Proposed architecture for N=32 is shown in Figure 4, in that there is one more additional parallel stage used to process the data coming from stage-4. The throughput of the proposed architecture is two. The proposed design for N=64 is shown in Figure 5The progression of information of the proposed structure is portrayed as, FIFO F0 loads data from f(0) to f(7)when the first eight clock pulses data is available and in 8pulse onwards control engages read r0 it scrutinizes initial info estimation of f(0) and opposite way moving information is f(7) before f(8), so f(8) as well as f(0) handled through butterfly structure which comprises of dual summation circuits and creates two yield esteems. These two dual summation circuits are put away in two different First-in First-out blocks. The selection lines of multiplexers S0, S1 is chosen based on butterfly structure. After eight clock cycles from 9 to 12 the multiplexer choice line S0 can be made logic 0



Figure 1: 16 point-FFT usingRadix-2<sup>2</sup> DIF

One end of the butterfly is composed in FIFO F1 and the other edge can be composed in FIFO F2. R1 is the read signals for both the FIFOs.

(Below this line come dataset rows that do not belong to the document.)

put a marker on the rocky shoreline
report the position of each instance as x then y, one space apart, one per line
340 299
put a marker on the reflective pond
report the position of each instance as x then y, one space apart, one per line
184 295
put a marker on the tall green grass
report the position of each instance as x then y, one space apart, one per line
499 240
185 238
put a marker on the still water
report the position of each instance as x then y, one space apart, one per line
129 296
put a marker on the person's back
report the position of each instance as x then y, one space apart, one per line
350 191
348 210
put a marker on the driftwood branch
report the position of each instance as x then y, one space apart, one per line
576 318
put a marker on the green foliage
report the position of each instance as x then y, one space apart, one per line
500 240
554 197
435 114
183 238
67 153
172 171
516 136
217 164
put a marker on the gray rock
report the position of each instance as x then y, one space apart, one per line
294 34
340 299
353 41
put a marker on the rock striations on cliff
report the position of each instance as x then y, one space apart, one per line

R1 enables the read operation in both the FIFOs. The information in initial FIFO is scrutinizes in the butterfly structure around then s1 signal logic zero chooses moving information prepared through next part of the butterfly creates two yield esteems put away in another two FIFO's. These two FIFOs are denoted as F3 and F4. FIFOs F3 and F4 are empowered by w2 for two clock pulses. Similarly, from 13 to 16 span, signal S0 logic level one indicates that the information in F2 is moved to FIFO unit F1 of stage-1.First butterfly stage can free up additional eight extra rooms. Maximum of four yields are possible in one clock pulse. During the sixteenth clock pulse butterfly five creates F (0), F (8). In the same way butterfly six produces F (2), F (10). Successive clock pulse creates a different four yield possibilities. Remaining eight yield possibilities, empower S1 ascertain. At that point the last eight points of initial stage butterfly handles with in comparative design starting at now showed up for getting another eight esteems, five clock cycles are required fit will takes further five clock pulses.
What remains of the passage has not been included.